Bahaouddin Naqshbandi (1317-1388 ou
1318-1389) dont le prénom signifie "Ornement de la Religion", est un grand
maître de l'islam mystique à l’origine de la création de l’ordre soufi de la Naqshbandiyya. Après des années passées au service du neveu de Tamerlan, il
aurait été tour à tour soigneur d'animaux puis cantonnier. Il appelait à
l'obéissance et au renoncement. Sa philosophie se résumait au principe "Dieu
dans le cœur et le travail dans les mains" et se précisait à travers onze règles
de conduite.
| ||||
| ||||
Nous quittons le site à
12H45 et une quinzaine de minutes plus tard, nous retrouvons au centre de
Boukhara pour déjeuner.
Après avoir traversé le bazar des chapeliers (Tim
Tok-i-Tipak Furuchon), rue Khakhikat (ou Kakikat) conduisant au bazar des
joailliers, nous arrivons au restaurant Dolon où l'on
nous sert notamment les habituelles crudités, suivies d'un potage à base de
carottes, tomates, oignons et complété de raviolis. On a également des somsa
ou samoussas
carrés
fourrés à la viande hachée et à la courge, accompagnés de tranches de fromage, puis un
chachlik, brochette de morceaux de poulet avec la peau,
malheureusement trop gras et insuffisamment grillés.
| ||||
3 - Po-i-Kalon: minaret
(1127), mosquée (1514)
et madrassa Mir-i-Arab (1535)
A 14H15, nous commençons une
visite de la ville, trajet pédestre cette fois. Après avoir retraversé une
nouvelle fois le bazar des
chapeliers (Tim
Tok-i-Tipak Furuchon), nous remontons la rue Khakhikat et
traversons le bazar des joailliers (Tim Tok-i-Zargaron).
| ||||
| ||||
A droite, au pied du
minaret, on entre dans la Mosquée Kalon, qui fait face de la médersa Mir-i Arab.
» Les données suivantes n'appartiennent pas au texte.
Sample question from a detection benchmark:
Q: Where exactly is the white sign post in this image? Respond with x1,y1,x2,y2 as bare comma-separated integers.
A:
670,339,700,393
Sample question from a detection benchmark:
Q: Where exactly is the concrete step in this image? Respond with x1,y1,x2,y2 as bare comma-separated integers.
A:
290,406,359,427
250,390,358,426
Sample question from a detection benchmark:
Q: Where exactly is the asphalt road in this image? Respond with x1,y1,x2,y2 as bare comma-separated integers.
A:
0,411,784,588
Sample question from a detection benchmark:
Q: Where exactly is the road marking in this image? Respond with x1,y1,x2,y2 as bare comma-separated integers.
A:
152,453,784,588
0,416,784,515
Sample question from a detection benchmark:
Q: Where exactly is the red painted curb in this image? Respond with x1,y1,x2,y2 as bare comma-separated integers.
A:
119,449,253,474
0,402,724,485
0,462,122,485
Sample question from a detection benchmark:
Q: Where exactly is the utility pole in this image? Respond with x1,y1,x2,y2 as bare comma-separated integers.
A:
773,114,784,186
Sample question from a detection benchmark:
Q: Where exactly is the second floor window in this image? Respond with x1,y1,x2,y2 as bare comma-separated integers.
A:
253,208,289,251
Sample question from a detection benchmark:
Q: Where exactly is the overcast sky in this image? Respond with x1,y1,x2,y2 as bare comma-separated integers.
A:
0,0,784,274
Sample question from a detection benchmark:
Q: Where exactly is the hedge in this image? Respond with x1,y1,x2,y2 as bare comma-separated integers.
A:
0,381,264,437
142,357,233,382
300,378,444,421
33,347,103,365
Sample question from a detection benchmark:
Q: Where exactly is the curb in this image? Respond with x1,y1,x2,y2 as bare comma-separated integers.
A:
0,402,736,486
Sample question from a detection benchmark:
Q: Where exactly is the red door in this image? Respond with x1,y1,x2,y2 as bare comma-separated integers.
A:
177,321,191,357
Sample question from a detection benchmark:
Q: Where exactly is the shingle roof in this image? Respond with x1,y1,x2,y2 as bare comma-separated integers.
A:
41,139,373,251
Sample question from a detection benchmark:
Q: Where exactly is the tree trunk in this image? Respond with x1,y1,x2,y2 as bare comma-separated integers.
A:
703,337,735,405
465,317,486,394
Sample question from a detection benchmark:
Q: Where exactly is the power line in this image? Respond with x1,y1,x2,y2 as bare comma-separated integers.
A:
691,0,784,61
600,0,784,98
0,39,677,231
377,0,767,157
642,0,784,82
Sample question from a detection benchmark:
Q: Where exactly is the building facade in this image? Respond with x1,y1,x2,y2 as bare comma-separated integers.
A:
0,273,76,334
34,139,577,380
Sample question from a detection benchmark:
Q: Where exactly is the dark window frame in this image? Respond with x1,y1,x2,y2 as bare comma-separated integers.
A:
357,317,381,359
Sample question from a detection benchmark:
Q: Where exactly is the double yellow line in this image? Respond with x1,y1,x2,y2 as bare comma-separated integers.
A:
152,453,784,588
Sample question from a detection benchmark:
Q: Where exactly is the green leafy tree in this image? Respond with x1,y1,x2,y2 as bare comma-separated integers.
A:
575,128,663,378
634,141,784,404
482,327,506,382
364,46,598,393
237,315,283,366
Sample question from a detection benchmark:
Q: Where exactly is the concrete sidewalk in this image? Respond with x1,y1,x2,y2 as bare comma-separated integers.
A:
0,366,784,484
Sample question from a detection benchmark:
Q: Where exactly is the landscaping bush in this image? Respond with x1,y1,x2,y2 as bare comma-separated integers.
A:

A son emplacement, la première mosquée fut édifiée en 795, puis agrandie par
Ismaïl Samani. Elle subit deux effondrements, fut incendiée en 1068 et détruite
par les Mongols en 1219 car Gengis Khan n'eut pas les mêmes égards que pour le
minaret voisin: il déchira le Coran et le foula aux pieds, transforma les lutrins en
mangeoires pour ses chevaux et finit par faire incendier la mosquée puis par
la raser.
La structure visible
aujourd’hui a été achevée en 1514, le mihrab a été embelli en 1541, sous les Chaybanides. C'est l'ancienne mosquée principale de Boukhara puisqu'elle
devait pouvoir accueillir toute la population mâle lors de la Grande Prière du
Vendredi, soit dix ou douze milles personnes. C'est donc l'une des plus vastes
mosquées d’Asie centrale, avec des dimensions imposantes: 180x80 m (ou selon
d'autres
sources 130x80
ou 127x78), après celle plus ancienne
(1399-1404)
de Bibi-Khanoum à Samarcande.
Désaffectée au culte en 1924, elle est
maintenant
remise en usage bien que
les fidèles y soient peu nombreux.
Une différence majeure à souligner par rapport aux édifices de Khiva, c'est que les décors des portails ne sont plus faits de carreaux de céramique ou majolique (faïence émaillée) mais de mosaïques et parfois de zelliges (carreaux préfabriqués formés d'un assemblage géométrique des tesselles de mosaïques reproduisant un décor).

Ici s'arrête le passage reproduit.